Hu was followed closely by a man who hasn't held a formal position of power in China for a decade.
Former president Jiang Zemin, 86, his hair dyed walnut brown, shook hands with other comrades and smiled as he entered ahead of the rest of China's core leadership, including Xi Jinping, the anointed next party general secretary and president.
The procession unambiguously validated Jiang's position at the pinnacle of China's politics, and he has worked assiduously to make sure his influence will be felt throughout the next leadership, which will be unveiled publicly on Thursday.
"He's still very much the power behind the throne," said Hong Kong-based China expert Willy Lam, who has written a book on Jiang.
As China undergoes its current leadership transition, Jiang has emerged as a critical power broker whose behind-the-scenes influence brings fresh uncertainty, and could hobble the new ruling elite's attempts to pursue reforms.
Part of the motivation for his deep involvement in China's imminent leadership transition, party insiders said, is personal. He wants to make sure his two sons, both of whom are successful businessmen, are protected at a time of enhanced scrutiny of the wealth accummlated by the families of the country's top leadership.
Details of Jiang's backroom dealings also reveal, sources said, his complicated relationship with Hu.
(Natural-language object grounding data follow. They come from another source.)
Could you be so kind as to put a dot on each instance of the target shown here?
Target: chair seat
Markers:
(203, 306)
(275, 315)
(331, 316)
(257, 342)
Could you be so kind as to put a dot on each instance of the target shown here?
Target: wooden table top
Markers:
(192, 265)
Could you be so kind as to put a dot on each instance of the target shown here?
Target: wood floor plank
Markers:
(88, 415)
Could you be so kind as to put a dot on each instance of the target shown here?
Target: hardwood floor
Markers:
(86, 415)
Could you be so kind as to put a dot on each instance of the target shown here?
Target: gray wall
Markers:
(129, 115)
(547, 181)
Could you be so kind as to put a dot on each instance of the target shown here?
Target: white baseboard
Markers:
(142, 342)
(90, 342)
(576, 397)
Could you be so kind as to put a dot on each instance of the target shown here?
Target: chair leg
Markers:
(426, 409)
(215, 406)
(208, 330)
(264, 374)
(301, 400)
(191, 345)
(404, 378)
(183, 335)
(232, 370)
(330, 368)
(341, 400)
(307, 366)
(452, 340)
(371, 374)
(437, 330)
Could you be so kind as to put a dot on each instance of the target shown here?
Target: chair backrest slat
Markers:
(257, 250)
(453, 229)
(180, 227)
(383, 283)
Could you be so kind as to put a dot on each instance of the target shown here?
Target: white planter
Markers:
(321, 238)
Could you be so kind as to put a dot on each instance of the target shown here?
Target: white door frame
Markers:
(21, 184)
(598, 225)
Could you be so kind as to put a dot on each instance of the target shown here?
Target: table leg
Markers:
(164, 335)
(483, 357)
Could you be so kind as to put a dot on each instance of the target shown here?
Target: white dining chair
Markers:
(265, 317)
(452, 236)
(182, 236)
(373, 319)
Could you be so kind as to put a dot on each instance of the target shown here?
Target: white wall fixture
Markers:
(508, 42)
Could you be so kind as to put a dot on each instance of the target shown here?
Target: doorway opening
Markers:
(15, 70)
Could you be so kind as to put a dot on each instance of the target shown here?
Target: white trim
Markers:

They are not all-out rivals, but neither are they firm poltical allies.
Earlier this year, Jiang was instrumental in the demotion of Ling Jihua, one of Hu's closest allies, after reports that Ling's son was killed in a car crash involving a luxury sports car in March, sources said.
"Jiang asked Hu whether Ling Jihua was still fit to be director of the (party Central Committee's) General Office after the accident," one source told Reuters, referring to the key role overseeing logistics and liaising with senior leaders.
"Ling Jihua was demoted after that."
Jiang has immersed himself in high level politics with renewed and surprising vigour this year after several relatively quiet years since the previous party congress in 2007.
Last year, rumours swirled that he was seriously ill, and a Hong Kong television station reported that he had died.
In recent months his public appearances have been select but poignant, including a Johann Strauss musical performance at Beijing's National theatre in September. Overall, in the past year, there have been more public Jiang sightings than at any point since his retirement.